I’ve been following the Mechanical Sympathy blog for some time. It hits the sweet spot of one of my interests in computer science – the use of virtual machines and their interaction with the hardware when running with multiple concurrent operations over shared resources. Locks are the traditional way to control concurrency, serializing the access to resources to make it easy to calculate the effects of multiple completing readers and writers, but their use may require entry to the kernel of the operating system with potential context switches and dirtying of the cache. These disadvantages can lead to a large loss in performance when compared against lower level but harder to use implementation mechanisms such as memory barriers and CAS (check and set) instructions that are build into most processor architectures.

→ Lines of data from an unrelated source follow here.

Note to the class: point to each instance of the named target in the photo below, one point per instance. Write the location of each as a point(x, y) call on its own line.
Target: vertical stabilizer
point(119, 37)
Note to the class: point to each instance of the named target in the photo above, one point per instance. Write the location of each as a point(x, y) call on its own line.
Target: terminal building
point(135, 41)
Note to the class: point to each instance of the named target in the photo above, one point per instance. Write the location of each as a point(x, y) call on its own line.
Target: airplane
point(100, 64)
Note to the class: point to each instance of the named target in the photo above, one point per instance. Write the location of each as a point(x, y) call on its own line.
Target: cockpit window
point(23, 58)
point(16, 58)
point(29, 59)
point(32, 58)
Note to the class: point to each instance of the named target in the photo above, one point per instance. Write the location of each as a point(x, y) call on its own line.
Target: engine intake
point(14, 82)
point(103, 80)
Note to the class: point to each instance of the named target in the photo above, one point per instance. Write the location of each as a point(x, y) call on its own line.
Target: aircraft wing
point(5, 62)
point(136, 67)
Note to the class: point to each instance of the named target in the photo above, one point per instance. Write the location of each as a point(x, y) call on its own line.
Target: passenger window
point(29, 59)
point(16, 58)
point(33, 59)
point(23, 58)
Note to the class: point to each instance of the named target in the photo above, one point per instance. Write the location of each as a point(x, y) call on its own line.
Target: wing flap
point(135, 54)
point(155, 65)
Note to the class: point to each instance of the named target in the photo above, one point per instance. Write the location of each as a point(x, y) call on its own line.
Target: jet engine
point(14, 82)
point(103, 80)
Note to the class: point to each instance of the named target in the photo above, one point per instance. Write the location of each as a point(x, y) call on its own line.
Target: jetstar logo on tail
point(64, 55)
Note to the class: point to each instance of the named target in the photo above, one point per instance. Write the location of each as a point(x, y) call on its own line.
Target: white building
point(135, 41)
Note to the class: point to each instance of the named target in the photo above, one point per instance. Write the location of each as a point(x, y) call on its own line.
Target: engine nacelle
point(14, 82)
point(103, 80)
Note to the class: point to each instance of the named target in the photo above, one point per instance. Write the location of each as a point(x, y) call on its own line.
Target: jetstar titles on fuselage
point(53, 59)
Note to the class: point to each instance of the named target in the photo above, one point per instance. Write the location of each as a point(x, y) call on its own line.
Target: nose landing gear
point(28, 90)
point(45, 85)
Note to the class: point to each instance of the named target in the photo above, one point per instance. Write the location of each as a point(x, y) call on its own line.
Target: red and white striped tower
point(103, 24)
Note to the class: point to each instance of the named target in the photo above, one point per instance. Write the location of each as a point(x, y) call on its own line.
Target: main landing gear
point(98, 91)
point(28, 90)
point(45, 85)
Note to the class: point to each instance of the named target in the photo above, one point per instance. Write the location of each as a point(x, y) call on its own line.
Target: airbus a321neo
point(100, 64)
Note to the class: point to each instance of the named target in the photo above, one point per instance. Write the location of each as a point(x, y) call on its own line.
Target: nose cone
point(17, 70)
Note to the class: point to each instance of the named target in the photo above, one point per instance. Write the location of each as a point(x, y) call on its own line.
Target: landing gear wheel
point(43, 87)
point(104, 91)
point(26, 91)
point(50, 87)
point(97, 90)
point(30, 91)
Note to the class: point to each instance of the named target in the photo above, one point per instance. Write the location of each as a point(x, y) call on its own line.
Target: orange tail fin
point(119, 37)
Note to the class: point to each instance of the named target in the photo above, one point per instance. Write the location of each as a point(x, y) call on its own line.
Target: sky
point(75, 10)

The blog’s author has spent a lot of time trying to get producers and consumers interacting at very high message rates as part of the implementation of a trading system. Disruptor, his component programming framework, is the result of this work. There’s a very good technical paper here together with a whole set of links to other blog posts and articles including this one on the badness of locks and a quick overview of memory barriers.
The real trick is to use a circular buffer for the buffering – this avoids the jitter of allocation of more dynamic schemes. Producers can use a CAS operation to reserve a slot within the buffer which they can fill at their leisure (within certain bounds), and they can then publish this change using another CAS. The consumers can check for the availability of new data using only a memory barrier rather than requiring the use of a potentially expensive lock.
Over the course of the work, the author and his collaborators have found various inefficiencies in the existing JVM implementations, and have managed to get fixes into particular high performance systems such as Azul’s Zing architecture.
The blog is good because the author goes out of his way to write micro-benchmarks that demonstrate the problems. For example, he has examples that show how adding padding can eliminate false sharing in the cache lines of one benchmark. The implementation is full of clever ideas and tricks and is well worth a read.